The Fields API returns the current mapping between the input data columns to the desired output columns (also known as fields).

getFields

const fieldsResponse = segna.getFields(jobId);

Example Response:

{
"expectedFields": ["field 1", "field 2"],
"optionalFields": ["optionalField1"],
"inputColumns": ["column 1", "column 2", "column 3"],
"columnFieldMapping": {
"dataSource 1": {
"column 1": {
"field": "field 1",
"confidence": 0.7,
},
"column 2": {
"field": "field 2",
"confidence": 0.6,
}
}
}
}

updateFields

segna.updateFields(jobId, {
columnFieldMapping: {
"dataSource 1": {
"column 1": {
field: "field 2", // Correct the field mapping
},
"column 2": {
field: "field 1",
}
}
},
allowColumnCombining: false
});

Optional Parameters:

  • allowColumnCombining is an optional flag that can be passed when updating the fields mapping. By enabling allowColumnCombining, you are allowed to map multiple input columns to a field. These input columns will then get combined with a separator.


Column Combining Methods

info

This API is only useful if there are multiple columns mapped to a field. Please refer to the Fields API above.
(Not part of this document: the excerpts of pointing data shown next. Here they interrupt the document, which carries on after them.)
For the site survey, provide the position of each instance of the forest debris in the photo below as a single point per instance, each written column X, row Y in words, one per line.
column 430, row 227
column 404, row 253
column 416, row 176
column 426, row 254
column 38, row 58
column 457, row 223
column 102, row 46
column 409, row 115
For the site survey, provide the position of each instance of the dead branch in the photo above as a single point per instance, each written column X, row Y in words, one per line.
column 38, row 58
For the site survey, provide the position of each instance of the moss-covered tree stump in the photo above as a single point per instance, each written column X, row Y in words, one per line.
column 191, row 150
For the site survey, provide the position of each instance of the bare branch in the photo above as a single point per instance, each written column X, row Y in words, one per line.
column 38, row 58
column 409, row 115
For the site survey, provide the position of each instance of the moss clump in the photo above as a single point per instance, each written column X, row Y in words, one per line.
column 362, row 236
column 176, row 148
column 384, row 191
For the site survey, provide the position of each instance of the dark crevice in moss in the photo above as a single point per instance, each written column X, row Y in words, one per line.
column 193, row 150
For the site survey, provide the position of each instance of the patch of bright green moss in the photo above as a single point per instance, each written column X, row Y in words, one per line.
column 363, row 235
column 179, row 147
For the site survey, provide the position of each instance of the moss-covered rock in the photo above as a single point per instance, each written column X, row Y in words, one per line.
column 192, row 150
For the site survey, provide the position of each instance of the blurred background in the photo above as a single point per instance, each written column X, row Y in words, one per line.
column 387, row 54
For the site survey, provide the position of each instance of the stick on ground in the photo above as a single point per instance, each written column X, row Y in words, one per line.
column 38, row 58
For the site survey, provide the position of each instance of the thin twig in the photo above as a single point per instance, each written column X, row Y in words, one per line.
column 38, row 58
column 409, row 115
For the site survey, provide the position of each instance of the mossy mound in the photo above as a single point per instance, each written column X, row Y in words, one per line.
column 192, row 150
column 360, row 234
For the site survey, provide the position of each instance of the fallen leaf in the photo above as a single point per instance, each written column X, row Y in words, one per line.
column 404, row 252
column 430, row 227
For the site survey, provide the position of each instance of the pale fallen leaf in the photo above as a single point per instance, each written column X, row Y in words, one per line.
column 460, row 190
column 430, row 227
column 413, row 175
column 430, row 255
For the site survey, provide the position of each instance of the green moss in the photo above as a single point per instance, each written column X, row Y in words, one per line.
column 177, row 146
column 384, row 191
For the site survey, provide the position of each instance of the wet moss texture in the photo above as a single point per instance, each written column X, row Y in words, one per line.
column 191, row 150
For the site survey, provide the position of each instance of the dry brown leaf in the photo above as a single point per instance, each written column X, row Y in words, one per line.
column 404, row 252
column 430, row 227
The Column Combining Methods API defines the method, configuration, and order of columns to be combined into a field.

getColumnCombiningMethods

const columnCombiningMethodsResponse = segna.getColumnCombiningMethods(jobId);

Example Response:

{
"columnsBeingCombined": {
"field 1": {
"method": "stringAppend",
"methodConfig": {
"separator": "_"
},
"combiningOrder": [
"column 1", "column 3"
],
},
"field 2": {
"method": "json",
"methodConfig": {},
"combiningOrder": [
"column 2", "column 4"
],
},
}
}

updateColumnCombiningMethods

segna.updateColumnCombiningMethods(jobId, {
columnsBeingCombined: {
"field 1": {
method: "stringAppend",
methodConfig: {
separator: "_"
},
},
"field 2": {
method: "JSON",
combiningOrder: [
"column 2", "column 4"
],
},
}
});

The following column combining methods are allowed:

  • stringAppend
  • json

methodConfig is an optional arugment which can be used to, for example, specify a separator when combining values.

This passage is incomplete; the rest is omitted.